En transmettant la pensée d’Aristote (384-322 av. J.-C.) dans l’Occident latin, Averroès (1126-1198)  va bouleverser la hiérarchie chrétienne des savoirs. Médecin et cadi de la grande mosquée de Cordoue, Averroès veut retrouver la véritable doctrine d’Aristote. Analysant ses traités, il rejette toutes les interprétations antérieures pour développer son propre commentaire. Au terme de ses travaux, Averroès considère la théologie comme inutile au philosophe pour qui la vraie science doit être démonstrative. Sa théorie de l’intelligence va même séparer radicalement la raison de la foi, rejetant autant la théologie de l’islam que celle du christianisme.
Les commentaires d’Averroès sont traduits en latin au début du XIIIe siècle. Ils soulèvent des débats passionnés qui trouvent autant de disciples que d’opposants. Relevant de deux ordres de vérités contraires, la tendance à séparer foi et raison risquait de ruiner les efforts de ceux qui voulaient au contraire les concilier à travers Aristote. Les principes d’Averroès, considérés comme dangereux, seront finalement condamnés par l’Église en 1240, puis à nouveau en 1513. C’est dire l’influence considérable du philosophe arabe en Occident.
    

  Manuscrits rapportés de Constantinople
 

Au XVe siècle, savants et philosophes s’efforcent de retrouver l’authenticité de la pensée des Anciens, perdue sous les multiples adaptations et interprétations chrétiennes. Ils étudient les langues anciennes – grec, hébreu, latin classique, syriaque – et recherchent des manuscrits dans tout le monde méditerranéen. Le cardinal Bessarion (1400-1472) a déjà rapporté de Constantinople un ensemble de manuscrits grecs, dont la Géographie de Ptolémée (90-168).
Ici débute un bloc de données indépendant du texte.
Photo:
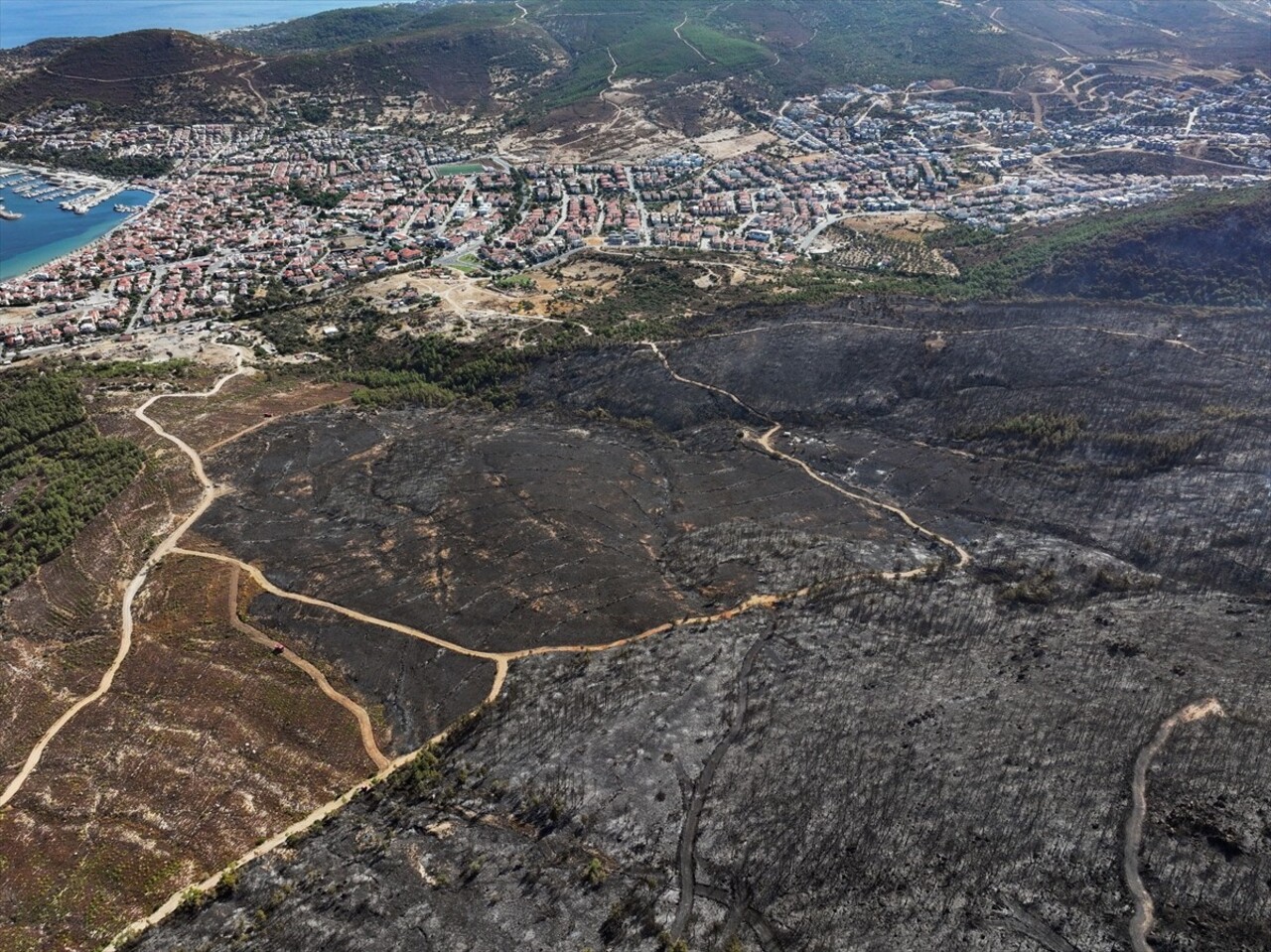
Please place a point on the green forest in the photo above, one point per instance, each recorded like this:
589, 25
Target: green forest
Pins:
56, 472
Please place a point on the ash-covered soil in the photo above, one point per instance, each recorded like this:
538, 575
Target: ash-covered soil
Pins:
942, 761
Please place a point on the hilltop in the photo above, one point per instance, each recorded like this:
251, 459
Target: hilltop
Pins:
150, 73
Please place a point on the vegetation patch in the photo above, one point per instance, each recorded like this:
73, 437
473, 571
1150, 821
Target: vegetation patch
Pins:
56, 472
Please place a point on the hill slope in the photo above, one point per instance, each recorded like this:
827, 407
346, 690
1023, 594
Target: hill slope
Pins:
146, 73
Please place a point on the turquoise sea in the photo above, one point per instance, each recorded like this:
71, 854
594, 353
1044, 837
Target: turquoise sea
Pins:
24, 21
45, 231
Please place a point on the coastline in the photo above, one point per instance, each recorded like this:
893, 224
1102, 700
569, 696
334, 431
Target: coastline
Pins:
104, 191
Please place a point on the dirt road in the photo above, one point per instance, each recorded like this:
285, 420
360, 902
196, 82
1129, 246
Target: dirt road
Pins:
1144, 911
167, 545
357, 711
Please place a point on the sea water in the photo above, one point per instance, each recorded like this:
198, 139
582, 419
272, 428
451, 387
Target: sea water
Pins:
24, 21
46, 231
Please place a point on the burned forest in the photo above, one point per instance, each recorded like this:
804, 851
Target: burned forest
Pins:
877, 625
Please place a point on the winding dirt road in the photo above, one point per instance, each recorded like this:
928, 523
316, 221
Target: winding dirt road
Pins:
1144, 911
357, 711
766, 443
139, 580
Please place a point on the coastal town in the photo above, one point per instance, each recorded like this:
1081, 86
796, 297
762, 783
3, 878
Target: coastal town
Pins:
245, 216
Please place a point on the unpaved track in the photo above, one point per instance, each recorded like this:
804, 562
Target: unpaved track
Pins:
167, 545
1144, 911
357, 711
502, 660
766, 443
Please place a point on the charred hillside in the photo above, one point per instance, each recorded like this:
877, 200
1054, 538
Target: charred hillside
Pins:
867, 755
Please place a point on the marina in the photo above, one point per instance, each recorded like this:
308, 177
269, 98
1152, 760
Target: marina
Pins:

La prise de la capitale byzantine par les Ottomans* en 1453 amplifie ce mouvement : de nombreux réfugiés emportent avec eux des manuscrits anciens. Les versions arabes ou chrétiennes d’Aristote sont peu à peu abandonnées au profit de traductions nouvelles à partir du grec. On redécouvre ainsi les œuvres complètes de Platon (428-348 av. J.-C.). La Renaissance humaniste est en route.